Real-world machine intelligence and machine learning operates in an uncertain world. Probabilistic programming encompasses a range of algorithms for making decisions and inferences under uncertainty. Probabilistic programming has multiple uses in machine learning and artificial intelligence. Probabilistic programming methods arise in problems in many areas including, scheduling, robotics, natural language processing and image understanding. The focus of this course is developing understanding of the theory and gaining hands on experience with probabilistic representation, leaning and inference methods for planning and classification. Hands on exercises will be done using Python APIs for several powerful packages.

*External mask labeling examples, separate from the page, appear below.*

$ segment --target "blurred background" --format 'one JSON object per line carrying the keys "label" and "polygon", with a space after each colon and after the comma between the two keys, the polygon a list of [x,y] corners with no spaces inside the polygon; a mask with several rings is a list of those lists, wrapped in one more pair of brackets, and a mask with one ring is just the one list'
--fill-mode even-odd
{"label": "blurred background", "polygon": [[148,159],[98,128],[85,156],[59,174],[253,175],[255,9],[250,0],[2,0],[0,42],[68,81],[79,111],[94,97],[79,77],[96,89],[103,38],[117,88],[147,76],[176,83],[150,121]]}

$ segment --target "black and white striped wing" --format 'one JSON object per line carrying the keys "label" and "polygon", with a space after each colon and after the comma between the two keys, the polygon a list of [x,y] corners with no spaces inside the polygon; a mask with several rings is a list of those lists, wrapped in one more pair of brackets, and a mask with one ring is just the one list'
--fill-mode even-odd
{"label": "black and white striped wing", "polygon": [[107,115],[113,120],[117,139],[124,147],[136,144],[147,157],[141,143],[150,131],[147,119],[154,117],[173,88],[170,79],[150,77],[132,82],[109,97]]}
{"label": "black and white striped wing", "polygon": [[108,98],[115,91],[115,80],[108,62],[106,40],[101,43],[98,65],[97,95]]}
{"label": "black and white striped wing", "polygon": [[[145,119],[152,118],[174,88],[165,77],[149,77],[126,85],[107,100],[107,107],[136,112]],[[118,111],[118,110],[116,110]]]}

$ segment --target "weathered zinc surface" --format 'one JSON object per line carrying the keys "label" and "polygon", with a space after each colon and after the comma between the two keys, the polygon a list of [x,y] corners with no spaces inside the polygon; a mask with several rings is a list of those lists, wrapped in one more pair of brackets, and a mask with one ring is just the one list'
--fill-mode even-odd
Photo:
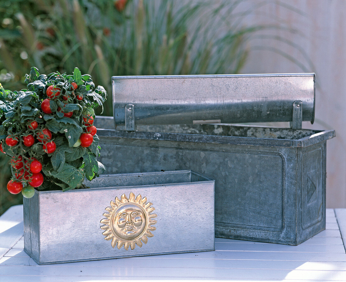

The course is built around the three pillars of machine learning and artificial intelligence; representation, learning and inference. This course will survey a number of powerful probabilistic programming methods for representation, learning, and inference:
- Review of probability and inference.
- Representations for probabilistic models.
- Learning in probabilistic models.
- Bayesian graphical models.
- Markov decision processes and planning.
- Partially observable Markov decision processes.
- Unsupervised probabilistic models, time permitting.
- Reinforcement learning methods.
Students completing this course will:
- Develop the ability to apply probabilistic programming methods to machine intelligence and machine learning applications.
- Have an understanding of the theory that connects various probabilistic programming methods.
- Have hands-on experience applying probabilistic programming algorithms to various machine intelligence and machine learning problems.
Note: For specific University policy information please see the course syllabus on the course Canvas page.
Meeting time: Tuesdays, 5:30-7:30 pm US Eastern time, online. Students are expected to attend and participate actively in class sessions.
Mandatory On-Campus Weekend Session: Saturday and Sunday December 8-9, 9am-5pm, Harvard Hall 202. Students must attend the entire weekend session to receive credit for the course.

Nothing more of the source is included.